Tried adding a bit of olive oil this morning, and it worked great – the beans were nice and smooth, and the taste was improved as well. Thanks for all the ideas!

Thanks, Bump.

Nothing to add except now I’m in the mood to pick up some canned pintos and do my own for little burros tonight. When I do it if I don’t have bacon fat I’ll use Crisco. It’s gotta be a solid fat not a liquid one.

Trader Joe’s refried beans are tastier than a lot of store brands, which tend to taste too sweet to me. I’ve known people who add beer to them to make them more liquid. I like to add vinegar.

Where did you come up with this information? In the first place, boiled beans or what we call frijoles de la olla are commonly found on our tables throughout the country. And there are many different bean varieties to choose from wherever you happen to be here. And frijoles refritos are absolutely not a special occasion food. They are eaten everyday and almost at every meal in many Mexican homes.

Has it anything to do with income? My spouse often visited a well to do family when she was in her teens, and I understand never ate refried beans. Large amounts of beans cooked with large amounts of pork, and whole garlic cloves, but not refried.
Limes with everything, supposedly. :slight_smile:

Well, I was paraphrasing a Rick Bayless cookbook for most of that, and I think he might have been talking about traditional foods, not necessarily availability.

And what’s untrue other than the refried beans aren’t special occasion food? Are black beans traditional in Northern Mexico? Are they more tradtional in say… Yucatan?

I wasn’t trying to say that beans aren’t common, but rather that Tex-Mex tends to derive from northern Mexican cooking, and as a result has stuff like pinto beans and flour tortillas which aren’t as traditionally common in other parts of Mexico, and that a “traditional” Mexican restaurant might serve black beans or pintos, refried or boiled and be equally authentic.

I had refried black beans a few months back and I’ve been on a kick with them ever since. So good.

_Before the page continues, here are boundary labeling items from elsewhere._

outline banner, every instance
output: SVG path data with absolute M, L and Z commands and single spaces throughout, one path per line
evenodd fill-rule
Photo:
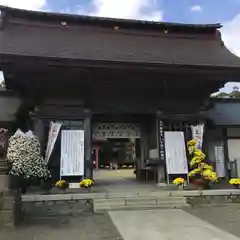
M 84 175 L 84 131 L 61 131 L 61 176 Z
M 188 164 L 183 132 L 164 132 L 168 174 L 187 174 Z
M 47 143 L 47 149 L 46 149 L 46 155 L 45 155 L 46 163 L 48 163 L 50 159 L 50 156 L 52 154 L 61 126 L 62 126 L 62 123 L 55 123 L 55 122 L 50 123 L 50 128 L 48 133 L 48 143 Z
M 204 124 L 191 126 L 192 138 L 197 141 L 197 148 L 202 149 Z
M 224 151 L 222 146 L 214 147 L 216 158 L 216 173 L 218 177 L 226 177 L 225 164 L 224 164 Z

Like others I add a bit of milk.

That presupposes you already have the beans around. They’re super easy to make, as long as you’ve already made beans.

Hey, would you mind letting everyone know how much rice you eat? Go to a Mexican or a Tex-Mex restaurant anywhere in the world (except Mexico) and they try to fill you up on beans, yellow cheese, and rice.

I’m not sure what pink beans are; I’d call Peruanos white beans, and they seem to be predominant in Guanajuato which is pretty central.

The thing about refried beans isn’t that they’re special or not special. They start out as brothy beans, a big pot of them. Tomorrow they’re less brothy. In a couple of days add some oil, and continue to heat them up and serve them until they’re gone. Refried beans are the result of the practical use of a big batch of beans.

We’ve imported refried beans as a false friend. They’re not really re-fried; in Spanish the meaning is more like well fried.

Pink beans are a somewhat smaller, rounder and less speckled variety of bean which is pretty much interchangeable with pinto beans. Cooked, I doubt anyone can probably tell the difference.

Every peruano bean I’ve seen is a yellowish/khaki color. North of the border, white beans typically means either Great Northern, Navy, or possibly cannelloni beans, all of which are very white, and not really yellowish. Peruanos are probably my favorite bean though.

And yeah, I know that *refrito * doesn’t actually mean “re-fried”, but it’s the term used in English to describe that particular bean dish.